Our 2019 gender pay gap remains broadly in line with previous reporting years which were 11.5 per cent and 11.2 per cent for 2017 and 2018 respectively. The fluctuations in our pay gap are expected as we focus on addressing the gender imbalance at Network Rail as part of our 20by20 initiative, which is designed to increase the proportion of women in Network Rail to 20 per cent by 2020. You can read more about our strategy to reduce the gender pay gap and create a gender balanced workforce in our full report.
2019 gender pay gap report
I want Network Rail to lead the way in making the rail industry a more diverse and inclusive industry….Reducing the gender pay gap and having a more balanced workforce is a critical part of our vision of Network Rail as a company where every individual is able to succeed and is encouraged to reach their full potential within a culture that promotes diversity, inclusion and mutual respect.Andrew Haines, chief executive
Gender pay gap and equal pay
The gender pay gap and equal pay are often confused, but the two are quite different.

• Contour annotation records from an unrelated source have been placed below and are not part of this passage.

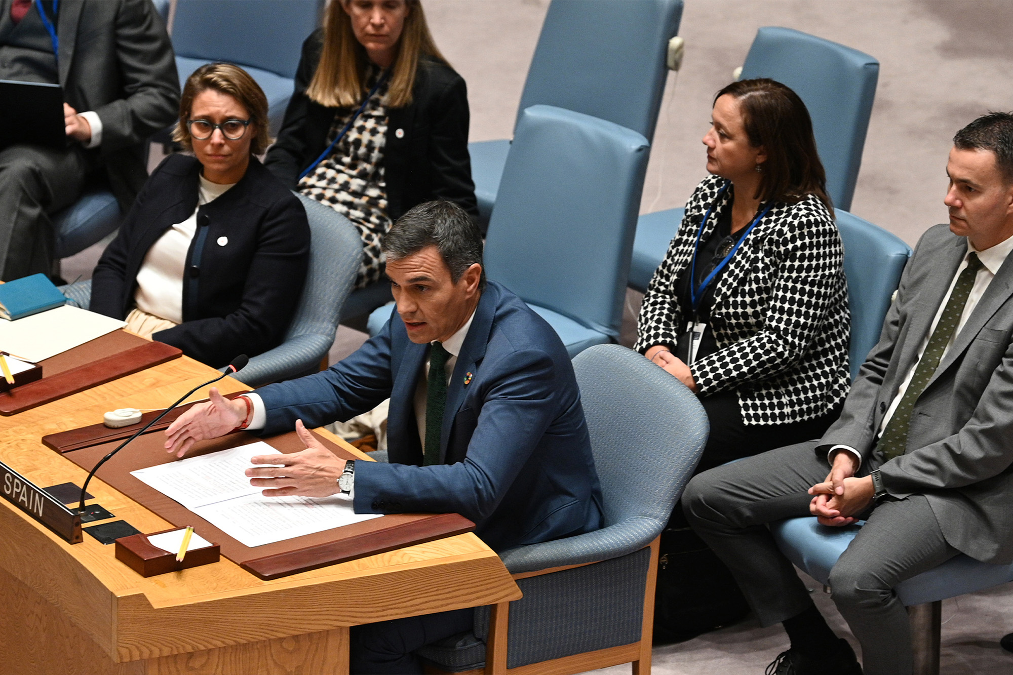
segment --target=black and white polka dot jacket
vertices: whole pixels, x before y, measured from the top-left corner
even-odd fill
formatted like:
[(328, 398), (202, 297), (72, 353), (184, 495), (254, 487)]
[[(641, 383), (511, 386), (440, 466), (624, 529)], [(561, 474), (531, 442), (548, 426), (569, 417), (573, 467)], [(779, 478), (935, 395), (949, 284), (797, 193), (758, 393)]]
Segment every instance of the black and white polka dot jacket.
[[(634, 349), (674, 348), (690, 318), (676, 295), (697, 231), (725, 180), (705, 178), (686, 205), (669, 252), (647, 287)], [(713, 231), (731, 188), (707, 220)], [(816, 197), (777, 202), (728, 261), (714, 289), (711, 328), (718, 351), (692, 366), (699, 394), (735, 390), (747, 425), (825, 415), (848, 392), (850, 314), (844, 247)]]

The gender pay gap is the difference between the average pay of men compared to the average pay of women within an organisation, across all levels of the business. What this means in practice is that if women do more of the less well-paid jobs, the gender pay gap is usually bigger.
Equal pay, on the other hand, is the legal requirement for men and women to be paid the same for performing the same work or work of equal value. In 2015 Network Rail completely overhauled its management pay structure to deliver equality, fairness and transparency.
Transparent pay means that we can be confident that our gender pay gap is driven by the structure of our workforce and the concentration of males in more senior positions, rather than our pay structure, which is gender neutral by design.
This has helped us to focus our efforts on attracting and recruiting more women, retaining them within our workforce and progressing our female talent into the most senior roles within the business.